I asked nothing of you in return, pen, except that you acknowledge me. I think we both know that I deserved much more than a reply, but that is all I asked of you. Oh, scrawling  former love, how cold your steely shaft now seems, when I recall that you did not see fit to answer me, to look at me, to recognize the undying affection within my very soul. You would not see fit to honor me with even this basic act of dignity, after all I had done for you.

How can you think it right, to act this way?

My bleeding heart wails at the injustice of your spurns. How can you do this to me? Why don’t you love me, pen? Why? Am I not man enough for you? Have I not labored long enough in earnest regard to have earned even the smallest kindness? Do you think yourself better than me? You loathsome, vile thing!

A great disquietude sits within me, knowing of your wickedness, and how you so readily acted against my heart, my person, my being. I have often, in these hard days, wondered at your deceit, your silence, your resolute disregard, your reasoning in wounding me so deeply.

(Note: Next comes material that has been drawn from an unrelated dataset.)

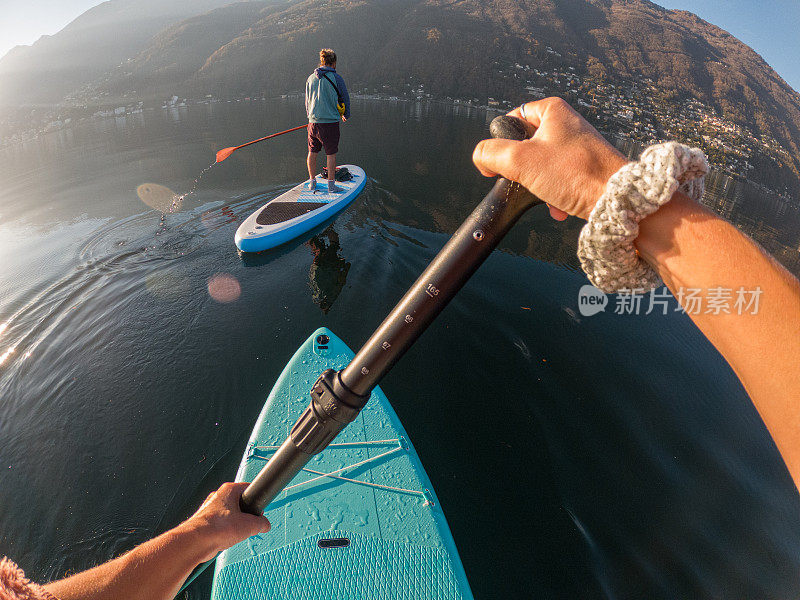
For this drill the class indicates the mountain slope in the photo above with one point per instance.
(92, 44)
(454, 48)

It is all now becoming very clear.

Yes, I think we both know of the state of your soul - for from whence can such cruelty erupt but the blackest of infinite chasms, the darkest depths of Hades itself, where remains no fiery heat or torrid screaming, but only icy bitterness and hate.

I know better than to expect a response from you, now, and it would bring me no pleasure to see you plead with me, to whimper and beg, to vow that you now felt differently.

I am doing the world a great service, now, and setting my heart upon a path of healing and, God-willing, eventual recovery - for there can be nothing right in the world where a pen like you remains.